Сначала эта грязная война, развязанная против нее загадочным убийцей. Затем фотографии мертвой женщины. Ну а отсутствие укропа… даже не будучи великим психологом, Броуди понимал, что это стало для нее последней каплей.
Теперь она будет извиняться, а ему даром не нужны были ее извинения. Не исключено, что ее потянет уехать отсюда — в поисках нового убежища. А он-то как раз и не хотел, чтобы она уезжала. Чего ему не хотелось, так это терять ее.

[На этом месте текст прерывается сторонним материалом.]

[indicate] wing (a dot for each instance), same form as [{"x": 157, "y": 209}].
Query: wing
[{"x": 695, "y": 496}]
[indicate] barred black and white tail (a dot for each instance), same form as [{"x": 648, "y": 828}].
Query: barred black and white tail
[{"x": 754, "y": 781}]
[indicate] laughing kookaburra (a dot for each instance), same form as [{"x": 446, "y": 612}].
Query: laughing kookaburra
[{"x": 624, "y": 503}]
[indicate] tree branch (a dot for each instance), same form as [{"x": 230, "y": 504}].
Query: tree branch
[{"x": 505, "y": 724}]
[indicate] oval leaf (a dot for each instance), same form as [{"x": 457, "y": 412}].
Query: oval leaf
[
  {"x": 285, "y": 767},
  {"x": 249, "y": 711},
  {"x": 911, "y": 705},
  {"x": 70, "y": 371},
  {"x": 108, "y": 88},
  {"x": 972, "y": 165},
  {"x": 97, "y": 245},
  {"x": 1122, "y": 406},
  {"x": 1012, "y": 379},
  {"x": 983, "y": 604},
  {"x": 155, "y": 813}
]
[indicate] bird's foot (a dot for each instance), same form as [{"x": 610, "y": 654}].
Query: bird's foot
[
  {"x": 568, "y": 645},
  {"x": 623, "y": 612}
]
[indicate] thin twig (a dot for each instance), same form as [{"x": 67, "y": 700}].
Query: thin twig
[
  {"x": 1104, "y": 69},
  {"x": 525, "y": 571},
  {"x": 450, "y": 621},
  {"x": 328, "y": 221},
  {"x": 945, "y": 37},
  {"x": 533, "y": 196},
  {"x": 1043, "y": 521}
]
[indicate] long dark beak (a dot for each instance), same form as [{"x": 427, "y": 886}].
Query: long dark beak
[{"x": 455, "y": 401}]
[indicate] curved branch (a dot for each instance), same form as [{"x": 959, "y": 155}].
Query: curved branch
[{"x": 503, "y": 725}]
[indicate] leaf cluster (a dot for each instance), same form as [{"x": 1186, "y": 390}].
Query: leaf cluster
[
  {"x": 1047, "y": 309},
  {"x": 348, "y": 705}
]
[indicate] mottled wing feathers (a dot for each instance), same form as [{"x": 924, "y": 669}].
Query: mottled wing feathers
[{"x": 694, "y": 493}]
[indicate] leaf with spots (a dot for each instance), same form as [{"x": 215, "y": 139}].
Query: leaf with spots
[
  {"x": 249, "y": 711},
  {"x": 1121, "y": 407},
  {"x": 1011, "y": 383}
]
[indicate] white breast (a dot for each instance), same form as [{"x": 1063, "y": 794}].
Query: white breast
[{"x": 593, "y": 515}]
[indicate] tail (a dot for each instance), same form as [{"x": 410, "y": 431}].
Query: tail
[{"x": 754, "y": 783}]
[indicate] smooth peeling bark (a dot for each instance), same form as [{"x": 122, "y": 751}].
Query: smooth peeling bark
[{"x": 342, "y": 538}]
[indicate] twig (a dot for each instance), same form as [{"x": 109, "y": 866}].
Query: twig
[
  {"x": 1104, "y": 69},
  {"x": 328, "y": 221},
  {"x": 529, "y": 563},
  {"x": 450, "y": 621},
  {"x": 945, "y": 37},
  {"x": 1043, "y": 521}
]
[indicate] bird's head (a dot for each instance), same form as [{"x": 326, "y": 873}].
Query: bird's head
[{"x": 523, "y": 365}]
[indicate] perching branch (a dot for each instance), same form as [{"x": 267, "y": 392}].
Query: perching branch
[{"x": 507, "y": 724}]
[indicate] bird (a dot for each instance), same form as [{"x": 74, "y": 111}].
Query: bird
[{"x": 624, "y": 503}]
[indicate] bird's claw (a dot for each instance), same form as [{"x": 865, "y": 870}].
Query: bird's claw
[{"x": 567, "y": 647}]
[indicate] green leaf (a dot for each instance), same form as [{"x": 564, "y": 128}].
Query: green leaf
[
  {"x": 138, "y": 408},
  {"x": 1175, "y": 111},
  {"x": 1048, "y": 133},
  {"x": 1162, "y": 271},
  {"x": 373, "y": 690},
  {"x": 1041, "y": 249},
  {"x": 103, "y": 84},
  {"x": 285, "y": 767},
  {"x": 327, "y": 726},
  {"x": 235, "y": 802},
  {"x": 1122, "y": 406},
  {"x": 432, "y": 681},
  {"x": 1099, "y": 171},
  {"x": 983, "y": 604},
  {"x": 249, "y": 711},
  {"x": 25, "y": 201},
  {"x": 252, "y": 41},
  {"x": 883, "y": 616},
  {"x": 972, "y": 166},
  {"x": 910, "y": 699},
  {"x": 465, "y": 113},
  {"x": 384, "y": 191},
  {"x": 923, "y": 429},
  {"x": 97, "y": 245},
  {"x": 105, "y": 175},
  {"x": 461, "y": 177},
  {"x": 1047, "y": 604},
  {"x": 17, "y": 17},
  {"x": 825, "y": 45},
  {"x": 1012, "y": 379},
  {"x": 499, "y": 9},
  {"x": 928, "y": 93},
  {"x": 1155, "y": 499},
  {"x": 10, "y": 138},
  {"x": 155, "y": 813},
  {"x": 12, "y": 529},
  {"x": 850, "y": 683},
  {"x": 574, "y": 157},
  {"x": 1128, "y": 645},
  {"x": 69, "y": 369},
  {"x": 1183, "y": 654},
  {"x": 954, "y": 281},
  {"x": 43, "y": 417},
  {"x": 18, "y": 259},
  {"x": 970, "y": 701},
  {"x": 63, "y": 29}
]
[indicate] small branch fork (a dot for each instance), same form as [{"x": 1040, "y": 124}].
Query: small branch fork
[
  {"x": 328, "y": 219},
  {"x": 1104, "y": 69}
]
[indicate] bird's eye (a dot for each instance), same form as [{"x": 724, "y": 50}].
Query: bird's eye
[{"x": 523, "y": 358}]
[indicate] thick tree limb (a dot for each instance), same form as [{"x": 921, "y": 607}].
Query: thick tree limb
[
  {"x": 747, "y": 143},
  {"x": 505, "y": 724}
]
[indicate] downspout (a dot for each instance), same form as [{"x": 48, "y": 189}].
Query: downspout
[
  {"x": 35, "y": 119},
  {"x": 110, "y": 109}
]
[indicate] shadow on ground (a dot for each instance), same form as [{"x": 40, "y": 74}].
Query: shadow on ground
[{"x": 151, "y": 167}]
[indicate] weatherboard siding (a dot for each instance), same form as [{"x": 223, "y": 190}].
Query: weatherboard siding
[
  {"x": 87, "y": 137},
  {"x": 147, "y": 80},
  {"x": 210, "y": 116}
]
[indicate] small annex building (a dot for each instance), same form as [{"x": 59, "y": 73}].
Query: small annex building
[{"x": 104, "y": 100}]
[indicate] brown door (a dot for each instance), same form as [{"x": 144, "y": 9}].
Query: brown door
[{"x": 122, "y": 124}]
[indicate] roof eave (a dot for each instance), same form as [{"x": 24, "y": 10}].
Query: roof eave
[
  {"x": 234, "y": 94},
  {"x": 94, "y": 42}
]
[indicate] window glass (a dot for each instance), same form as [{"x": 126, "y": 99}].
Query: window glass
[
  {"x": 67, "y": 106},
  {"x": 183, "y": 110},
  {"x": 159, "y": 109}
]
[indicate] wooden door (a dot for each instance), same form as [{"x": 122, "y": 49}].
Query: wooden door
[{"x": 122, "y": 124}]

Рис вошла на кухню. Волосы у нее были мокрыми, а от кожи пахло его мылом. Она изо всех сил попыталась скрыть тот факт, что плакала там, наверху. И от этого у Броуди еще сильнее защемило сердце.
— Броуди, мне так…
— Ешь суп, — оборвал ее он. — Не самая изысканная еда, но прожить можно.
— Ты приготовил суп.
— По рецепту моей матери. Открыть банку, вылить содержимое в чашку, а чашку поставить в микроволновку.
— Звучит обнадеживающе. Броуди, мне так жаль… и так стыдно за себя.
— Надеюсь, это не помешает тебе поесть.
Рис закрыла лицо руками. Губы ее задрожали.
— Хватит, — несмотря на напускную резкость, в голосе его послышались просительные нотки. — Ты же знаешь, жалобы и истерики — это не для меня. Будешь суп?
— Да, — она опустила руки. — Да, я буду суп. А ты уже ел?
— Перекусил сэндвичем, пока ты валялась наверху в пьяной отключке.
У нее вырвался не то смешок, не то рыдание.
— То, что я тебе говорила… На самом деле я так не думаю.
— Закрой рот и ешь.
— Пожалуйста, дай мне сказать.
Пожав плечами, он поставил на стол чашку с супом, а рядом — к величайшему удивлению Рис — тарелку с тостами.
— Ты и правда бываешь грубоват, но мне это только на пользу. И ты не эгоист. По крайней мере, мне ты не кажешься таким. И я совсем не хочу, чтобы ты отправлялся ко всем чертям.
— Ну, последнее от тебя явно не зависит.
— Я много чего наговорила, пока была пьяная. Если хочешь, я могу уйти.
— Захоти я выставить тебя вон, давно бы уже это сделал. И уж, конечно, я не стал бы готовить тебе суп, рецепт которого унаследовал от своей матери.
Рис порывисто обняла его и прижалась головой к его груди:
— Я полностью расклеилась.
— Вздор, — неожиданно для себя он наклонился и поцеловал ее в макушку. — Ты была пьяна в стельку, вот и несла всякую чушь.
— Наговорила я много — причем не только пьяная.
— Любопытно послушать, — он подвел ее к столу, затем, налив себе кофе, уселся напротив.
Рис начала есть суп, попутно рассказывая о случившемся.
— Я умудрилась наговорить гадостей практически всем. К счастью, народу в этом городке не так уж много, поэтому и обиженных можно пересчитать по пальцам. Однако мой язык оставил меня без работы… не исключено, что и без квартиры. Полагаю, я осталась бы и без любовника, не будь он таким толстокожим.
— А ты хочешь все это вернуть? Работу, квартиру?
— Не знаю. — Отломив краешек хлеба, она раскрошила его на тарелке. — Я могу отнестись ко всему как к знаку — на это я большая мастерица — и уехать из города.
— Куда?
— Да, это вопрос. В принципе, я могла бы пасть ниц перед Джоани и поклясться самой страшной клятвой, что никогда в жизни не упомяну о свежей зелени.
— А еще ты можешь прийти завтра утром на работу, зажечь плиту и заняться привычными обязанностями.